Ce sont ici les premières impressions recueillies après la lecture de cet ouvrage contenant huit nouvelles aux thèmes souvent sombres, mais séparées par sept lumineuses chroniques culinaires. Sept petites merveilles de plats typiques aux ingrédients goûteux et parfumés comme le curry Wuyün ou le lait de soja. Sept plats servis par le fin gourmet, Shu Kuo-chih, qui vous promènent dans les différents quartiers de la ville et pourraient servir de guide gastronomique.


- le petit bassin (de Jane Jian) retrace les difficultés d'adaptation à la ville de Taipei d'une jeune femme venant de la campagne. Perte de repères, transports bondés, vie trépidante... l'amènent peu à peu vers la solitude que seule l'écriture pourra sauvée. Mais finalement, elle trouvera son point d'ancrage dans la ville près du petit bassin de sa rue autour duquel les habitants multi-ethniques parlent, échangent, tombent amoureux...
- La rue de Lungch'üan (de Lin Yao-tech) raconte les rivalités amoureuses de deux lycéens, prêts à se battre pour l'amour d'une fille.
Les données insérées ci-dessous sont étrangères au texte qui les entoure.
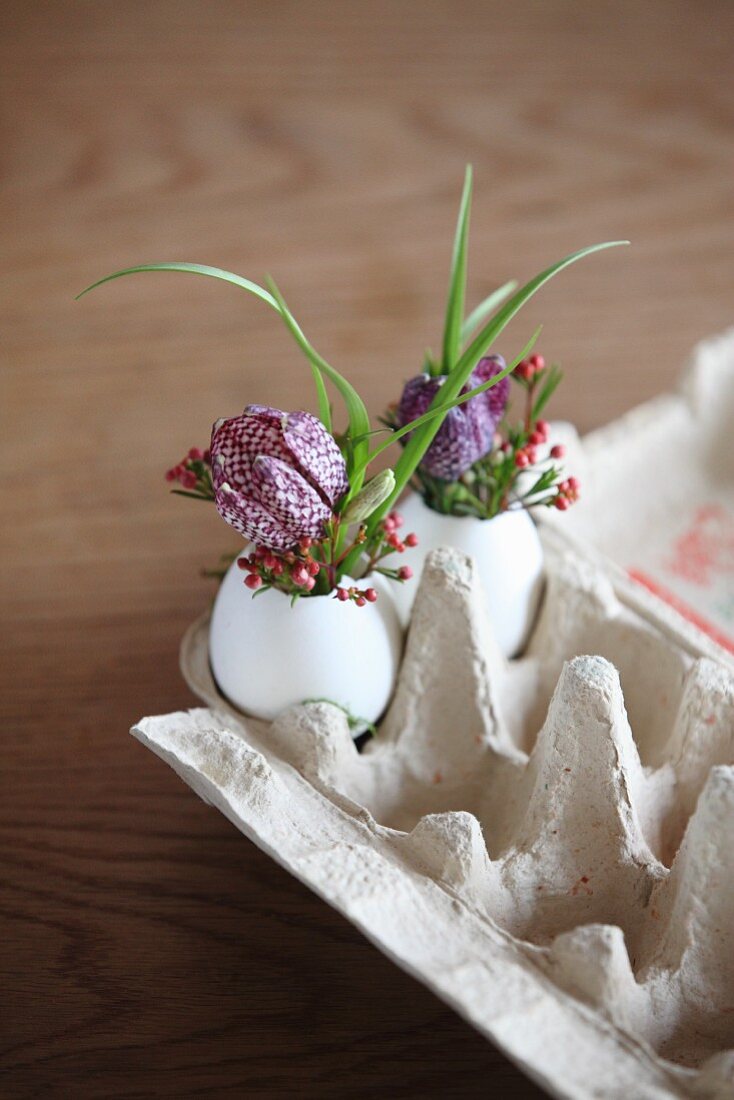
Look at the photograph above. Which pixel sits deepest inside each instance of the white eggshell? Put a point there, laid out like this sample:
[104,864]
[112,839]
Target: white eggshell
[508,556]
[266,655]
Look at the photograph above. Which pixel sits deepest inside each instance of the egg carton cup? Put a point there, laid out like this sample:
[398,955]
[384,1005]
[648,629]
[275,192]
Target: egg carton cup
[545,843]
[658,492]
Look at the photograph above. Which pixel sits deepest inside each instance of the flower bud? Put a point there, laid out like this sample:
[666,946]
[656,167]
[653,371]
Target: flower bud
[370,497]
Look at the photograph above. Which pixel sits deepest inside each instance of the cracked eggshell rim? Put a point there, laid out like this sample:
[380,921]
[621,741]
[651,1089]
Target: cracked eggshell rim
[267,655]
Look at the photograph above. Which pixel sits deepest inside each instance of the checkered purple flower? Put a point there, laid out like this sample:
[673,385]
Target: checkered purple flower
[276,475]
[468,430]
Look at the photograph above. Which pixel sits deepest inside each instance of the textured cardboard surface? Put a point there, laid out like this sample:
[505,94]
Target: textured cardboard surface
[541,842]
[658,492]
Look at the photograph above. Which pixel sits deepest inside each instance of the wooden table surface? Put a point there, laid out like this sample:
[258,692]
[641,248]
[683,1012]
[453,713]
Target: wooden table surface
[145,948]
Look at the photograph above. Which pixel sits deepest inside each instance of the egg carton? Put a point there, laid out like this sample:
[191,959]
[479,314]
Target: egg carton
[658,492]
[545,843]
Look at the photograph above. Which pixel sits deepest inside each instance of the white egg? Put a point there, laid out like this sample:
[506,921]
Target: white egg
[266,655]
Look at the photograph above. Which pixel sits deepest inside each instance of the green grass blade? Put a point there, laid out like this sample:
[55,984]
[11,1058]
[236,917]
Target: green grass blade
[484,308]
[192,270]
[359,419]
[424,436]
[245,284]
[414,425]
[455,307]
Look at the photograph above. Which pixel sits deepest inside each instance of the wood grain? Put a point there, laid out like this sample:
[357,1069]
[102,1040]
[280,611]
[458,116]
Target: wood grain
[144,947]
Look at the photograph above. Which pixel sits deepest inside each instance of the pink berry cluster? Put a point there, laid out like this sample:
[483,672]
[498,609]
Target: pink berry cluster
[568,493]
[293,571]
[527,454]
[386,541]
[194,473]
[314,567]
[527,370]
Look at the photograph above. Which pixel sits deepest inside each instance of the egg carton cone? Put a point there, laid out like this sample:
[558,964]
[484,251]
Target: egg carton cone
[545,843]
[658,492]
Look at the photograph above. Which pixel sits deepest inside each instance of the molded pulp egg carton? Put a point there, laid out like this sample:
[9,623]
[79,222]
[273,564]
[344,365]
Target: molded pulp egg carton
[545,843]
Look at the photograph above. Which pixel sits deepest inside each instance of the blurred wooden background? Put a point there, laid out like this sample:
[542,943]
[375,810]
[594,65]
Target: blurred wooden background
[145,948]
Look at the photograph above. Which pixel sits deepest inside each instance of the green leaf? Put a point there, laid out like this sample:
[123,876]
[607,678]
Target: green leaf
[359,419]
[431,414]
[485,308]
[370,497]
[455,307]
[424,436]
[245,284]
[193,270]
[193,496]
[548,387]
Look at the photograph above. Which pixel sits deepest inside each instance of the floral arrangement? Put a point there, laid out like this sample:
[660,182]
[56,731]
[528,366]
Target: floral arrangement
[298,491]
[481,463]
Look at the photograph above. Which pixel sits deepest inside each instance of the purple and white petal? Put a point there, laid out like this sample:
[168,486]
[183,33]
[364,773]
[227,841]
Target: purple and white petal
[237,442]
[317,454]
[288,497]
[467,432]
[457,446]
[253,521]
[417,395]
[496,397]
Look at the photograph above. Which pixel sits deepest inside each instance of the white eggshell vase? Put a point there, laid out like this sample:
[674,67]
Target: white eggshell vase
[508,556]
[267,655]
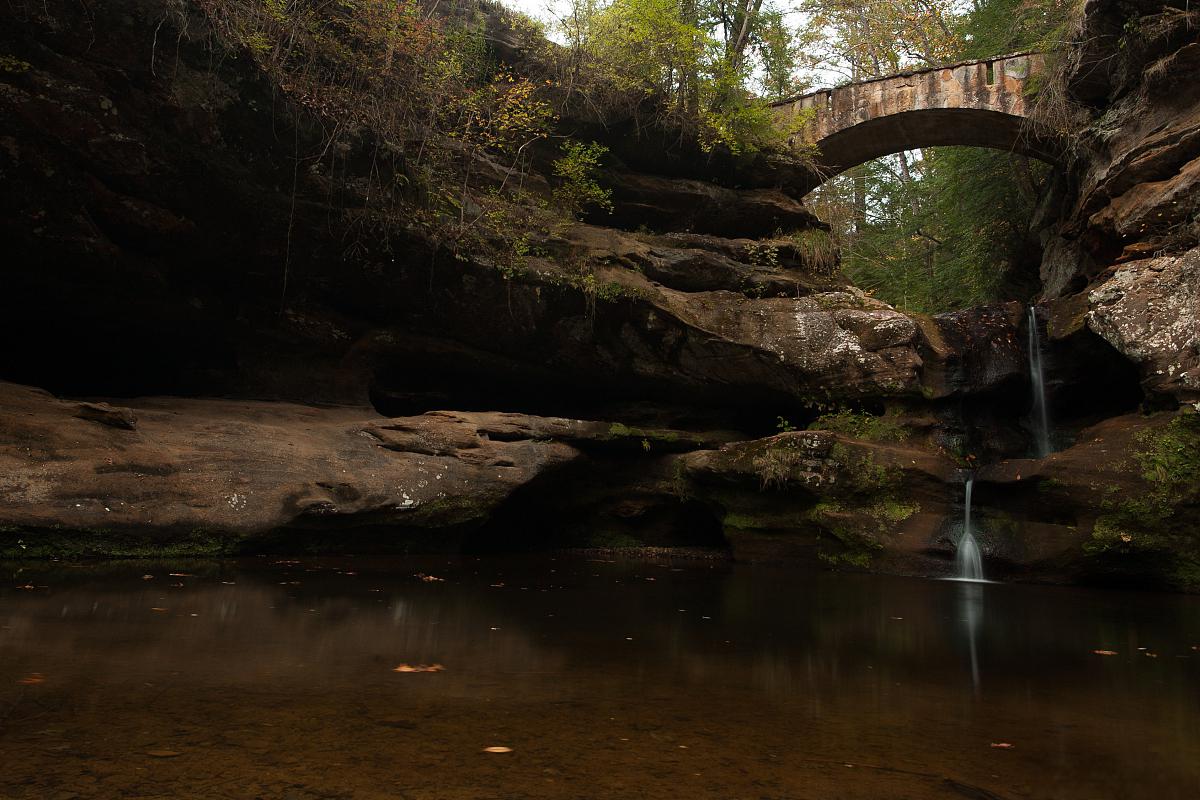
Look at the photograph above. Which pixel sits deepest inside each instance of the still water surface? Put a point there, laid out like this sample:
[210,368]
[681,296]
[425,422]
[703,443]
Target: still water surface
[606,679]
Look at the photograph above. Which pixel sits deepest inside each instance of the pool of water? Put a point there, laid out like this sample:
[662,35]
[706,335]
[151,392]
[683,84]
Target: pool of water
[597,678]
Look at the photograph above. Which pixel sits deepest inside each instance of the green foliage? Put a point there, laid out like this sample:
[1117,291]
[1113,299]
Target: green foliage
[1155,530]
[861,425]
[945,228]
[689,65]
[415,90]
[577,170]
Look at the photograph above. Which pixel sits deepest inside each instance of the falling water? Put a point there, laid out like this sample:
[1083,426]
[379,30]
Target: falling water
[970,563]
[1041,416]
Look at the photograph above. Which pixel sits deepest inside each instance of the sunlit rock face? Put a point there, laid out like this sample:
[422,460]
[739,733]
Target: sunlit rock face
[1149,311]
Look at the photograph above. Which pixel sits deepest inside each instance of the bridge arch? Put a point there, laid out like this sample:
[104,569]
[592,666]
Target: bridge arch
[976,103]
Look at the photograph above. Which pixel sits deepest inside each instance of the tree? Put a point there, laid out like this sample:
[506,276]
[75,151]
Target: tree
[688,62]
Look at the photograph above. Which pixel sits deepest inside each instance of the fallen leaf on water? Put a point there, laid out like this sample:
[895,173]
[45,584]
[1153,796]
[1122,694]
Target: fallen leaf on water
[163,753]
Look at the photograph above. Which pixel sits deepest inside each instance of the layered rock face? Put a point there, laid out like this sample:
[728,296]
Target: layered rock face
[228,362]
[1122,263]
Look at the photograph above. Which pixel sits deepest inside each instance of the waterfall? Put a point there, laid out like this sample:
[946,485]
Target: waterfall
[1041,416]
[967,558]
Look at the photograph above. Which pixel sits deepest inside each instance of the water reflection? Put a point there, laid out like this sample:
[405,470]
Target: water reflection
[606,679]
[971,603]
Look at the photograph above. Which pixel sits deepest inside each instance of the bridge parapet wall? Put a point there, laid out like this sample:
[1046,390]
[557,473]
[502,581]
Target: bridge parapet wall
[994,85]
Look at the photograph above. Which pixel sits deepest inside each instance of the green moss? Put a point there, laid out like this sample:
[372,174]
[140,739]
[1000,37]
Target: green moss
[864,475]
[777,462]
[893,511]
[612,540]
[861,425]
[75,543]
[743,522]
[13,65]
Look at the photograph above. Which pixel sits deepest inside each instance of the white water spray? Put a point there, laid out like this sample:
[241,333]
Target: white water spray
[969,560]
[1041,415]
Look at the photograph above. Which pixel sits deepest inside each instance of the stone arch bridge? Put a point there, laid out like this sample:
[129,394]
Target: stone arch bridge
[979,103]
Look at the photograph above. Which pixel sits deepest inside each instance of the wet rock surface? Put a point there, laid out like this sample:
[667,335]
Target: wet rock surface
[246,370]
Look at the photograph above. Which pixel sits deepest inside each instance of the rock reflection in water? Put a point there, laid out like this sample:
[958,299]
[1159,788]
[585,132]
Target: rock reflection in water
[605,679]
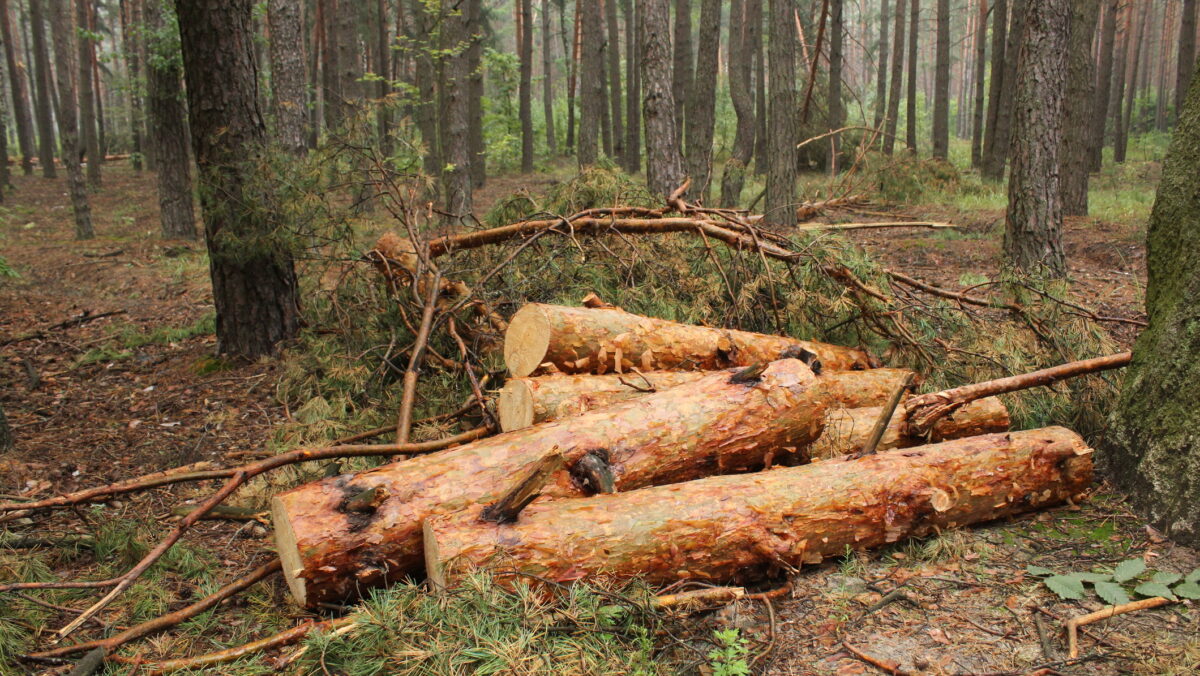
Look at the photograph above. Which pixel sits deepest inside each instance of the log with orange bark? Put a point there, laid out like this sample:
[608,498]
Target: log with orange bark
[347,533]
[741,527]
[527,401]
[586,340]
On y découvre ici la vie nocturne dans un quartier de Taipei où règne une atmosphère angoissante et violente.
- Ça, cette pluie de chagrin (de Walis Nokan) est certainement une des nouvelles qui m'a le plus touchée et qui évoque la discrimination et la quête d'identité. On y retrouve un jeune homme venu des montagnes, retrouvant sa soeur à Taipei pour y poursuivre ses études. Il subit les moqueries et les brimades des autres lycéens et comprendra que sa soeur, dans son travail, subit la loi des autres.
- le mémorial de Tchang Kaï-chek (de Lo Yi-chin) est aussi une nouvelle qui parle de discrimination et de quête d'identité, celle des anciens combattants venus s'installer sur l'île et qui se trouvent perdus face aux Taïwanais de souche. Elle prend pour métaphore, dans cette histoire, l'égarement d'un collégien dans Taipei, ville que pourtant il habite.
- Une histoire de toilettes (de Wu Ming-yi) est certainement la nouvelle la plus fantastique de ce recueil. On se prend tout de suite d'amitié pour ce petit garçon, dénommé Moustique, habitant le marché. C'est un lieu qui grouille de monde et dont les habitants doivent partager les toilettes publiques, même la nuit quand leur vient un besoin pressant. le pauvre Moustique devra affronter ses démons pour y parvenir. On y découvre les us et coutumes des habitants, dont le fameux jeu d'échecs, ainsi que les divinités et croyances dont ils tirent leurs enseignements.
- La carte d'identité d'un inconnu (de Chi Ta-wei) ou comment une bavure policière provoquera la mort d'un jeune homosexuel. Une histoire rageante qui remue les tripes et évoque aussi le problème du sida.
- Videoman (de Chang Wan-k'ang) est certainement la nouvelle qui m'a laissé le plus sur le bord de la route. On y rencontre des jeunes gens que rien ne satisfait, critiquant tout et sûrement un peu perdus dans la vie.
- Retour nocturne (de Chou Tan-ying) est un long poème sur l'amour d'un père pour sa fille. Lui, chauffeur de taxi à Taipei ; elle, étudiante à Paris. Malgré la distance et des choix de vie différents, il est certain que ces deux personnages ont des valeurs communes, même s'ils s'en défendent, et que la solitude les ronge pareillement.

Huit nouvelles donc qui m'ont permis une première approche de l'île dont je ne connaissais que la fameuse marque de commerce "made in Taïwan". Huit nouvelles et huit auteurs différents qui permettent de varier les regards et révèlent les problèmes quotidiens dont Taipei est sujet : juxtaposition de l'ancien et du moderne (architecture), origine de ses habitants (émigrations diverses), problèmes de société (discrimination, racisme, mal de vivre). En fait, autant de problèmes différents que Taipei partage avec toutes les autres métropoles du monde. Mais les décors, les us et coutumes, et bien sûr la gastronomie aux effluves délicates vous emportent bien vite vers des horizons inconnus, vous vous perdez dans l'immensité de Taipei et à chaque coin de rue une rencontre vous attend et vous surprend... N'est-ce pas là une belle façon de faire connaissance ?

Je remercie infiniment la maison d'édition l'Asiathèque pour ce voyage en Chine, et plus particulièrement sur l'île de Taïwan, ainsi que le bureau de presse Sabine Arman pour m'avoir offert ce titre de transport.